By Kainga Seneviratne
SINGAPORE (IDN) – The small Southeast Asian island republic of Singapore has been praised by both global business leaders and the international media for its openness to global trade and professional talent movements. It has made this nation of just over 4 million people – 1 million of who are foreigner – one of the richest nations in the world on a per-capita basis.
But, the open economic policy that has led to this may have run its course with locals becoming increasingly resentful of having to compete with “foreign talent” for jobs.
The government has now decided to act tough against employers who discriminate against locals ignoring the ‘Fair Consideration Framework’ that was introduced in 2014. Under this, firms must advertise job openings that pay below SGD 15,000 (USD 11,125) a month on the national Job Bank for at least 14 days before applying for an employment pass for a foreigner.
Manpower Minister Josephine Teo said early January that it is timely to weed out those local employers who see the Job Bank as a paper exercise. With the global economic slowdown hitting the Singapore economy and the job market tightening up, especially for middle-level professional jobs, the local population that is well educated has begun to express resentment.
“In places where the workforce is multinational, like Singapore, perceptions of discrimination against locals are particularly toxic,” said Ms Teo.

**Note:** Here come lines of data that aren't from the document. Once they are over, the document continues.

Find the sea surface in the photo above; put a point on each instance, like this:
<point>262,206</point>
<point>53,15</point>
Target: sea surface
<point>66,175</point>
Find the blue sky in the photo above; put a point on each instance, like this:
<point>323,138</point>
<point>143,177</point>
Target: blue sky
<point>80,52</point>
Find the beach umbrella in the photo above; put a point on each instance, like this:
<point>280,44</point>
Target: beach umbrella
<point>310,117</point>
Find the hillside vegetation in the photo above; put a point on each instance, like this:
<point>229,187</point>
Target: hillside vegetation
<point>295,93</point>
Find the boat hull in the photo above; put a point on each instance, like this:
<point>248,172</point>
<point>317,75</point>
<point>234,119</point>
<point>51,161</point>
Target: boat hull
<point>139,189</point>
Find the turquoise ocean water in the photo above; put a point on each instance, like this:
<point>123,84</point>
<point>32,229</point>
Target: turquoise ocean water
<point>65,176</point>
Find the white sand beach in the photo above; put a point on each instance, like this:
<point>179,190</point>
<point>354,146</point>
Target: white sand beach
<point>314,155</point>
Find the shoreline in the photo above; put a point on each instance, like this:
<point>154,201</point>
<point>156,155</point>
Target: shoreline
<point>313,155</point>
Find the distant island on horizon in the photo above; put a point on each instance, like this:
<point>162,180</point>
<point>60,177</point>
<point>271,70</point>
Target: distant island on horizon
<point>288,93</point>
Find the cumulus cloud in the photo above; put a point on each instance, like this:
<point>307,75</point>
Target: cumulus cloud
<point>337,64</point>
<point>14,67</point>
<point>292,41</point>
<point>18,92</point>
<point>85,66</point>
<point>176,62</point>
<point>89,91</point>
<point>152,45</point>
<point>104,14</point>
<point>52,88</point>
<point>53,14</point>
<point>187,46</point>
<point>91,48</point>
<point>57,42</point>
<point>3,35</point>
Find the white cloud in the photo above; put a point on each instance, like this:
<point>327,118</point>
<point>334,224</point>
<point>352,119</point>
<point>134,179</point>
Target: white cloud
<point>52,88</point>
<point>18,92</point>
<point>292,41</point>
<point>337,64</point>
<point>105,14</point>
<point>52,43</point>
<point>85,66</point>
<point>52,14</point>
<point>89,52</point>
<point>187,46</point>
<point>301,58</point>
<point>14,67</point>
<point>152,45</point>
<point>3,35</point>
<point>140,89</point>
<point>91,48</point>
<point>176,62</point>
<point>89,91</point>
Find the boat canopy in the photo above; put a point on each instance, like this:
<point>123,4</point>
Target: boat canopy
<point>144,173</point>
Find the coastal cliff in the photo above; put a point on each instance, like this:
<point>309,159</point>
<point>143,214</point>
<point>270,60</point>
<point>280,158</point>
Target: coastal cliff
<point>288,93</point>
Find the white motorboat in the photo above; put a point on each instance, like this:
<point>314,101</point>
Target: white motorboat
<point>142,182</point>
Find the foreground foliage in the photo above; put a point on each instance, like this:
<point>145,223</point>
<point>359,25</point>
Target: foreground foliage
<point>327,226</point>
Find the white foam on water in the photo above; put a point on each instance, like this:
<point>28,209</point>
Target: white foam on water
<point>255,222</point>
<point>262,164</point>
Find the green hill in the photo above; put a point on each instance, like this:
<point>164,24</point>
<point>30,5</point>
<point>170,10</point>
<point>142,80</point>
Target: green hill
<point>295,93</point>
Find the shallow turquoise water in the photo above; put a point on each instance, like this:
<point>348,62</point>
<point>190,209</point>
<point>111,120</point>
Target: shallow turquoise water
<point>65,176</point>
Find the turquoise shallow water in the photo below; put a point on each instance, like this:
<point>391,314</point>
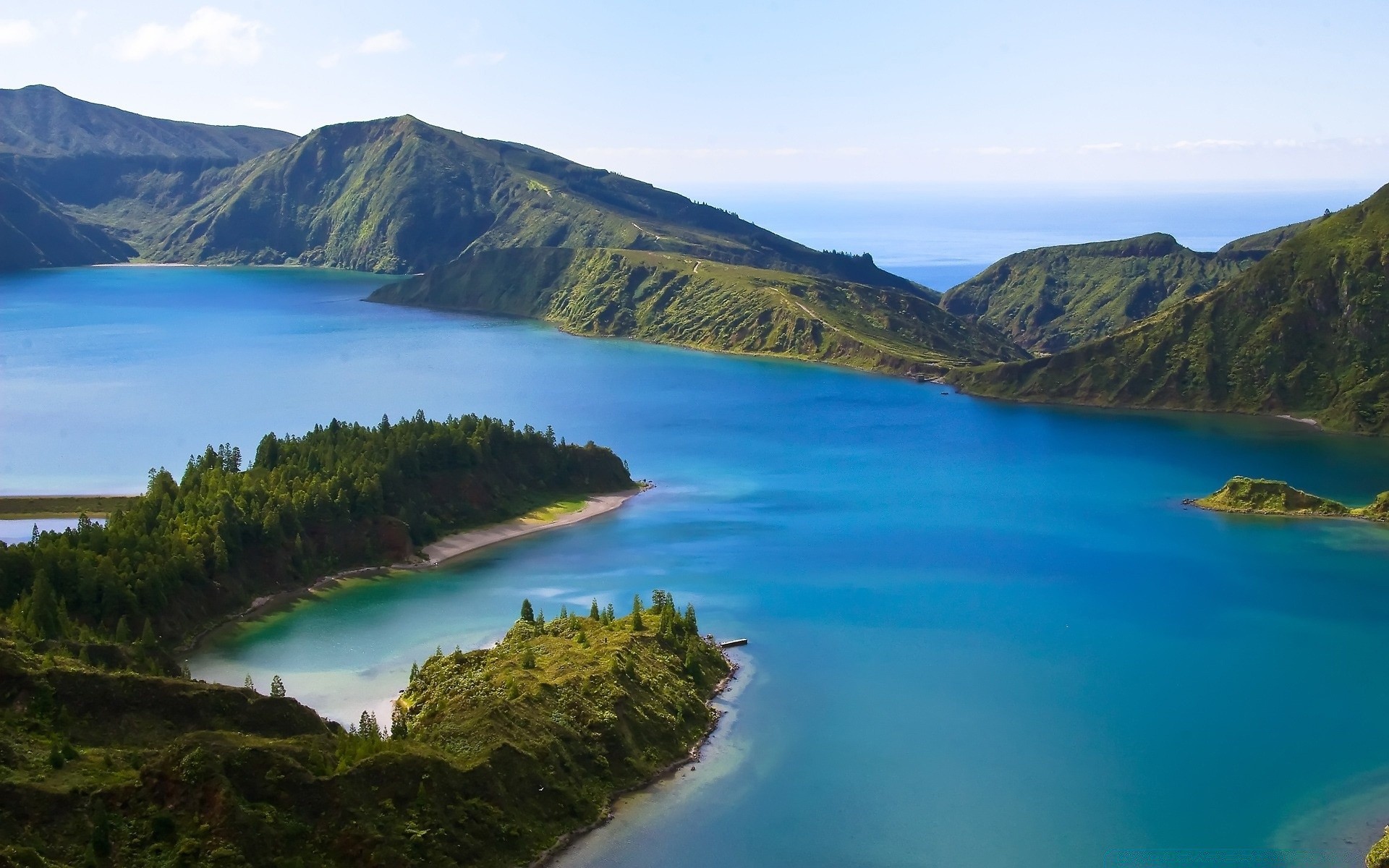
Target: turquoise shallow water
<point>981,634</point>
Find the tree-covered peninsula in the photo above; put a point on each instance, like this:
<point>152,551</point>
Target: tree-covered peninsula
<point>193,550</point>
<point>490,757</point>
<point>1277,498</point>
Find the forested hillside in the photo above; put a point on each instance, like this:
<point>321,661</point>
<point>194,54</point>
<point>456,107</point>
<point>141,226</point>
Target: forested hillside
<point>197,549</point>
<point>1055,297</point>
<point>1304,331</point>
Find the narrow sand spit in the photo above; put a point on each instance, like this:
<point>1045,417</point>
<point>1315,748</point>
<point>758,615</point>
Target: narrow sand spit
<point>470,540</point>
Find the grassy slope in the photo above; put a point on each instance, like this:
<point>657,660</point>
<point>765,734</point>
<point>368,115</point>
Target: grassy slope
<point>1275,498</point>
<point>160,771</point>
<point>41,122</point>
<point>674,299</point>
<point>1304,331</point>
<point>402,196</point>
<point>61,506</point>
<point>109,174</point>
<point>1055,297</point>
<point>35,232</point>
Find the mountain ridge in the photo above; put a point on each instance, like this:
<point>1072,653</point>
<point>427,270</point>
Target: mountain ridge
<point>1049,299</point>
<point>1304,332</point>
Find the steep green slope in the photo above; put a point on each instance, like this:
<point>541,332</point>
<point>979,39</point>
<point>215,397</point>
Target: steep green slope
<point>1055,297</point>
<point>1275,498</point>
<point>188,553</point>
<point>674,299</point>
<point>1268,496</point>
<point>501,753</point>
<point>402,196</point>
<point>35,232</point>
<point>1304,331</point>
<point>114,169</point>
<point>41,122</point>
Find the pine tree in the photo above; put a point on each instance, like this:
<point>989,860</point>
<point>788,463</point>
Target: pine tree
<point>368,728</point>
<point>101,831</point>
<point>41,616</point>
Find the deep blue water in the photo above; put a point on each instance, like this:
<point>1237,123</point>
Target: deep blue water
<point>981,634</point>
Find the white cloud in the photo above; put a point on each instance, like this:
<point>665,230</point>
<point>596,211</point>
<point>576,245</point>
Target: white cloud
<point>210,36</point>
<point>382,43</point>
<point>481,59</point>
<point>17,31</point>
<point>264,104</point>
<point>1206,145</point>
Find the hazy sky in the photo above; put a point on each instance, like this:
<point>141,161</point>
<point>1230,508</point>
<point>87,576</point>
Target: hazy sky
<point>1273,92</point>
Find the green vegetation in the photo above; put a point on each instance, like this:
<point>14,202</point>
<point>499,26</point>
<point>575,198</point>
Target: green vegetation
<point>402,196</point>
<point>190,553</point>
<point>61,506</point>
<point>84,184</point>
<point>1378,856</point>
<point>673,299</point>
<point>35,232</point>
<point>1275,498</point>
<point>528,232</point>
<point>1055,297</point>
<point>1304,332</point>
<point>485,763</point>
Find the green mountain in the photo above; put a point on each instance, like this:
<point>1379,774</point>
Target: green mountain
<point>493,757</point>
<point>1304,331</point>
<point>1056,297</point>
<point>509,229</point>
<point>668,297</point>
<point>402,196</point>
<point>595,252</point>
<point>110,175</point>
<point>43,122</point>
<point>35,232</point>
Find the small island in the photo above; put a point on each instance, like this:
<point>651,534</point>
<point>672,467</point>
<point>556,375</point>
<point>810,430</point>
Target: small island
<point>1275,498</point>
<point>492,757</point>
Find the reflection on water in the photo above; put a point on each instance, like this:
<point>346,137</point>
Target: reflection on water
<point>981,634</point>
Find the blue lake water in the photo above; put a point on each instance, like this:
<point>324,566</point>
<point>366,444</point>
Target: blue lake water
<point>981,634</point>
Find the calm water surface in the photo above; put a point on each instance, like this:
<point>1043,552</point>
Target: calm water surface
<point>981,634</point>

She added that the Tripartite Alliance for Fair and Progressive Employment Practices has followed up on over 2000 complaints of discrimination in the past four years.
Recently, during a heated argument with the opposition, the government refused to table in parliament figures giving the breakdown of the Singaporean and foreigners appointed for new professional jobs created in the republic.
“The employment issue in Singapore is a complicated one,” argues technology professional Kim Tan, who is in his mid-40s. He told IDN that “locals, especially those after 40s, are finding it hard to get jobs that could provide them with remuneration to educate children and look after aging parents”.
“The 40s to 50s age group looses jobs at a stage in their lives when they can least afford it,” said Tan. “Searching for their inability to get jobs, many identify the liberal immigration policies by the Singapore government as the major reason.”
Under the government’s updated framework, employers found guilty of discrimination will not be able to renew work visas for existing employees during the period of debarment. In the past, this applied only to new applicants.
Ms Teo said that cases where action has been taken included employers who have pre-selected a foreigner for the job, but went through the motions with Job Bank advertisements that omitted requirements where locals could fit in.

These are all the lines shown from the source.